Staff Editorial: War, then and now

This Wednesday is the 12th anniversary of an attack that scarred the American homeland, and from which the consequences still reverberate today.

Some students and professors can pinpoint exactly where they were, and
recollect with fervor the fateful day in fall, while others may be too young to even remember the chaos and commotion that accompanied the al-Qaida attack.

It’s important for Americans to acknowledge the significance of 9/11 in order to teach future generations in an effort to better our society and not repeat the past.

Incoming freshmen may think of Wednesday as nothing more than a historical event, interrupting their favorite television and radio programs, but there are clear parallels between 2001 and 2013.

Twelve years ago, George W. Bush had Americans believing our biggest problems were al-Qaida and weapons of mass destruction.
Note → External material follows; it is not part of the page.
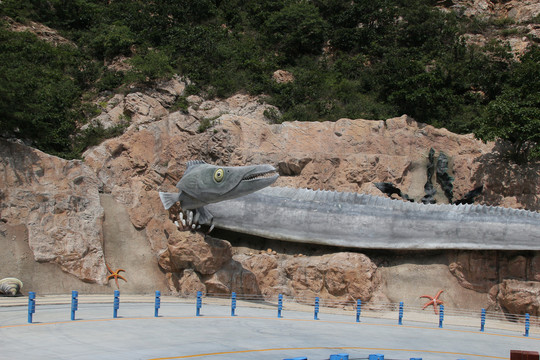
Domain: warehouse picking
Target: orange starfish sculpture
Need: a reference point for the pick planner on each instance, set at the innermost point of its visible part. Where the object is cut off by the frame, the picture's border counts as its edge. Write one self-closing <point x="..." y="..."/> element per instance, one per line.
<point x="115" y="275"/>
<point x="433" y="301"/>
While in 2013, President Barack Obama has us ready to rush into Syria to stop chemical weapons, and the diabolical Bashar al-Assad.

The war in Iraq was quite possibly the least popular occupation since Vietnam, and now Americans and the rest of the world look on in tense silence as the Obama administration deliberates on how much interference is necessary in the Middle East.

Obama has said there won’t be any “American boots on the ground,” and no military personnel has been shipped out, so why does it feel like America is on the verge of war?

On Tuesday, during Obama's address regarding the crisis in Syria, he announced that Congress has officially postponed the vote on America's next move forward.

Despite the urging of the president and other gung-ho politicians, the priority of the American people should be peace.

"I don't think we should remove another dictator by force," Obama said during his address.

However, the president does believe in a "targeted strike to achieve a clear objective to deterring the use of chemical weapons and degrading Assad’s capabilities."

Obama alleges that even without Congress' approval, he will not take the option of a strike off the table.

"It is in the national security interest of the United States to do a limited military strike," he said.

The commander-in-chief made it clear that despite the fact that he has the power and authority to go ahead with a military strike, he said he believes "our democracy is stronger when the president works with the support of Congress, and I believe America acts more effectively abroad when we stand together."

While there are similarities between the social climate of Sept. 11, 2001 and today, they are not the same.

America has not been attacked in over a decade, and if there is still an option of peace, we as nation should be doing everything in our power to make peace a reality.

9/11 is a day to remember because of the pain and heartache that touched the United States, but a war with Syria will only spread and perpetuate that same despair and sorrow.